Chinese PII Masking Example

SELECT AI_MASK( 'endpoint:qwen3-max-preview', '用户王小明,手机号:13800138000,邮箱:wang@example.com', ARRAY('姓名', '手机号', '邮箱') ) AS masked; -- Returns: 用户[MASKED],手机号:[MASKED],邮箱:[MASKED]

English PII Masking

SELECT AI_MASK( 'endpoint:qwen3-max-preview', 'John Doe, email: john.doe@example.com, phone: 555-0100', ARRAY('person', 'email', 'phone') ) AS masked; -- Returns: [MASKED], email: [MASKED], phone: [MASKED]

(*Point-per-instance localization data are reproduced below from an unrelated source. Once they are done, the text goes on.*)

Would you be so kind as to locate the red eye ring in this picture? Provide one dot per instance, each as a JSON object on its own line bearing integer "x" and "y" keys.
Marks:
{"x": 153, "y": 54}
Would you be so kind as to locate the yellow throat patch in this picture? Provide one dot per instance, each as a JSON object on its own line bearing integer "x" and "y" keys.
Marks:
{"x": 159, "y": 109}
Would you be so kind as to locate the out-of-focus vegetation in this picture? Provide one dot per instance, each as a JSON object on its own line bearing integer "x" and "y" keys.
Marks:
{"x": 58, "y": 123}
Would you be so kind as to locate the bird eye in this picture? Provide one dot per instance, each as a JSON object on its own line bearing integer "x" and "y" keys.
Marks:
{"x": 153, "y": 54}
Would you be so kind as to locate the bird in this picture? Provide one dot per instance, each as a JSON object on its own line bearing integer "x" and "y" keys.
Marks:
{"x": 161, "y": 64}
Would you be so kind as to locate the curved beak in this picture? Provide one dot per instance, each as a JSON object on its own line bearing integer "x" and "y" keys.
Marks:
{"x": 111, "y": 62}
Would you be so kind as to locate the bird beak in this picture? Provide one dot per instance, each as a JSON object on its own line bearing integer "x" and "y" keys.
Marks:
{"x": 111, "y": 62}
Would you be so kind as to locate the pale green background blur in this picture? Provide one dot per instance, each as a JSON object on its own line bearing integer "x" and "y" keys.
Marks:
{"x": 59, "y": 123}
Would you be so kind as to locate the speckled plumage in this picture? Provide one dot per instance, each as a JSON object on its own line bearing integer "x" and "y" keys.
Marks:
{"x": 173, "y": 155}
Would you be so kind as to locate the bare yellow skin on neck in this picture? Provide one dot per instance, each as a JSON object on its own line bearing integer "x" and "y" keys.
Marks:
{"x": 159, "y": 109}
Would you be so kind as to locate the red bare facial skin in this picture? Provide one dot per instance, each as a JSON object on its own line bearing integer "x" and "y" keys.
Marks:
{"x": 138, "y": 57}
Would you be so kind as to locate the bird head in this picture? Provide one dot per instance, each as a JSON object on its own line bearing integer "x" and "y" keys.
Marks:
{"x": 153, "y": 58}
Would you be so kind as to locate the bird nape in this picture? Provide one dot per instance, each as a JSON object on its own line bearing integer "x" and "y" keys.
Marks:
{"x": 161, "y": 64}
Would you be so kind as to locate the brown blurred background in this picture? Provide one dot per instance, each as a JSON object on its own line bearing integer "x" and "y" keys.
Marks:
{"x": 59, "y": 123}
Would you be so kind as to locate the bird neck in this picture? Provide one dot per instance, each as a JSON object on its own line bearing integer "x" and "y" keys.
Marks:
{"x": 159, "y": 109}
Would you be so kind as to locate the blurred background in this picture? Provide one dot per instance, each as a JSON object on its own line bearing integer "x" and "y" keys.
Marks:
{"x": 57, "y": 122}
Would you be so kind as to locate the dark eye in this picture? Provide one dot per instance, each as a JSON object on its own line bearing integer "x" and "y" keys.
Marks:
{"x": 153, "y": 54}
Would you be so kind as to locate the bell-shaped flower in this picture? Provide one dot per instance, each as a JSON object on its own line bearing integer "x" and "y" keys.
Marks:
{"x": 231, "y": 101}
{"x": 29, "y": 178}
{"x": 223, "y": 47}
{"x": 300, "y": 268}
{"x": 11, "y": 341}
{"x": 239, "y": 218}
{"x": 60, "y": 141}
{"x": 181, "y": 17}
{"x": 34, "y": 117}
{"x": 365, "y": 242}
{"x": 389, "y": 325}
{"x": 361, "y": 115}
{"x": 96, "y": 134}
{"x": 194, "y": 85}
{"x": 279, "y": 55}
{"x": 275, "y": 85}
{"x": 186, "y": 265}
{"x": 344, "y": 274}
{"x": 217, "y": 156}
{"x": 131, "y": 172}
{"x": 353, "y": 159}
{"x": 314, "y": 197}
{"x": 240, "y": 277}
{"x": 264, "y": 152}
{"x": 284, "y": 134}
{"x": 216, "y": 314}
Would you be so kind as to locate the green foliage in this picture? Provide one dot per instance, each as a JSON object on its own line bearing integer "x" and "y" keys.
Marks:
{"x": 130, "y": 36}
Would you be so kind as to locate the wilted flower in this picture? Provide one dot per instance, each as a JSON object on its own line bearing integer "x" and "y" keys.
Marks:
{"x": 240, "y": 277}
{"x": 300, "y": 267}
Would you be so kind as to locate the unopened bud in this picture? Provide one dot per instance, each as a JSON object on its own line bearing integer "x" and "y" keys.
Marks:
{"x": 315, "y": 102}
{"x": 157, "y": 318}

Multiple Types Masked Simultaneously

SELECT AI_MASK( 'endpoint:qwen3-max-preview', 'Customer: Jane Smith, age 28, phone 555-0101, email jane@example.com, address 123 Main St.', ARRAY('name', 'phone', 'email', 'address') ) AS masked; -- Returns: Customer: [MASKED], age 28, phone [MASKED], email [MASKED], address [MASKED].

Japanese PII Masking

SELECT AI_MASK( 'endpoint:qwen3-max-preview', '田中太郎、電話番号:090-1234-5678、メール:tanaka@example.jp', ARRAY('名前', '電話番号', 'メール') ) AS masked; -- Returns: [MASKED]、電話番号:[MASKED]、メール:[MASKED]

Batch Masking Table Data

SELECT id, AI_MASK( 'endpoint:qwen3-max-preview', customer_info, ARRAY('name', 'SSN', 'phone', 'address') ) AS masked_info FROM customer_records WHERE customer_info IS NOT NULL;

Mask Then Analyze Sentiment

SELECT id, AI_MASK('endpoint:qwen3-max-preview', content, ARRAY('name', 'phone', 'email') ) AS masked_content, AI_SENTIMENT('endpoint:qwen3-max-preview', content) AS sentiment FROM customer_feedback WHERE content IS NOT NULL;

Compliant Data Export

CREATE TABLE masked_feedback AS SELECT id, AI_MASK('endpoint:qwen3-max-preview', content, ARRAY('name', 'phone', 'email', 'address') ) AS masked_content FROM customer_feedback;

Limitations

  • labels cannot be an empty array: ARRAY() causes the error labels must contain at least 1 label; at least 1 label is required.
  • Maximum 20 labels: A single call supports up to 20 labels.
  • Placeholder is always [MASKED]: All masked information is replaced with the same placeholder regardless of type.
  • No detection-only mode: The function returns the masked text directly; it does not support a mode that only returns the positions or types of sensitive information.
  • Input length is model-limited: Input text length is limited by the underlying model's context window.
  • Requires a configured Endpoint or API Connection: The model parameter must reference an existing Endpoint or API Connection in the platform; incorrect format or referencing a non-existent resource causes an error.
  • Results do not guarantee 100% coverage: AI masking is LLM-based and may miss or incorrectly mask information; spot-check results in compliance scenarios.